Precisamos de luzes e de um mínimo de paz. A informação clara e a existência de vozes equilibradas que orientam a população são fulcrais. Não se trata aqui de tentar esconder números, nem de camuflar a realidade. Pelo contrário, trata-se de valorizar o conhecimento e de o partilhar com isenção para a boa saúde da democracia. Mergulhar o país em álcool-gel, paralisado diante de um plasma, aproveitando para gerar lucro com a aflição natural da população, é o contrário do que se exige neste momento. O problema é demasiado grande, a dimensão social, a crise económica, os traumas diversos, e a obsessão com a tabuleta dos casos positivos é nefasta, para além de parva. Bloqueia-nos. A comunicação transparente dos políticos, as conferências de imprensa, as conclusões da comunidade científica e todas as notícias em relação ao novo coronavírus devem ser amplamente divulgadas. Quando forem notícias, claro. Nada disso tem a ver com a Liga Covid, quantos infectados e mortos há, que região está à frente, quem está a perder. A Liga Covid é doentia.

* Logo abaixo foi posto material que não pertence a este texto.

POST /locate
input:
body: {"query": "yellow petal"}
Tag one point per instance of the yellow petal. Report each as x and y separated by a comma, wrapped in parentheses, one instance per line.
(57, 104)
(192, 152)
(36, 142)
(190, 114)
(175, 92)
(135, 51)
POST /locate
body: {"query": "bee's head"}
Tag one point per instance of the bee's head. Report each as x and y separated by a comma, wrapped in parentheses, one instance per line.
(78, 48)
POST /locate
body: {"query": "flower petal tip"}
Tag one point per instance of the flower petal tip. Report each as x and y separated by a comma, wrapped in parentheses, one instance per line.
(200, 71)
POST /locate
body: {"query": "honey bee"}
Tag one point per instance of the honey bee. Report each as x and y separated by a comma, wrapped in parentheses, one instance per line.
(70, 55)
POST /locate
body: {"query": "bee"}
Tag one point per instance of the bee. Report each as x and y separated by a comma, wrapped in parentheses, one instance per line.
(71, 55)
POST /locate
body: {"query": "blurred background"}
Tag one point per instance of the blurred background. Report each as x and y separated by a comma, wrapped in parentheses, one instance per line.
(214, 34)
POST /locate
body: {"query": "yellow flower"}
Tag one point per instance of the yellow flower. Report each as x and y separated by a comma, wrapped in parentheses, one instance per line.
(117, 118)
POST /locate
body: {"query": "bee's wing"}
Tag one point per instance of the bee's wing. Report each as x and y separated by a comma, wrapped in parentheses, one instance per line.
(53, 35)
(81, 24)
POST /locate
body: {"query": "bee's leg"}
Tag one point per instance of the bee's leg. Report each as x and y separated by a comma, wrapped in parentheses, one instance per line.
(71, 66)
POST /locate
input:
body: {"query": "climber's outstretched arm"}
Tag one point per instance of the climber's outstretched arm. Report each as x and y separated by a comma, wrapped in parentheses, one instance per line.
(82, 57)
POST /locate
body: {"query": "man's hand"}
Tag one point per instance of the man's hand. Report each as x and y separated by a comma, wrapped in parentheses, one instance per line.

A saúde da nossa sociedade está em risco de derrocada, mas não é graças ao vírus que abre os telejornais. É, entre vários outros factores, também graças à gigantesca neurose que se criou em torno dele. Se o nosso horizonte é uma nobre luta pela saúde de todos, está na altura de ter a coragem para deixarmos de alimentar essa doença.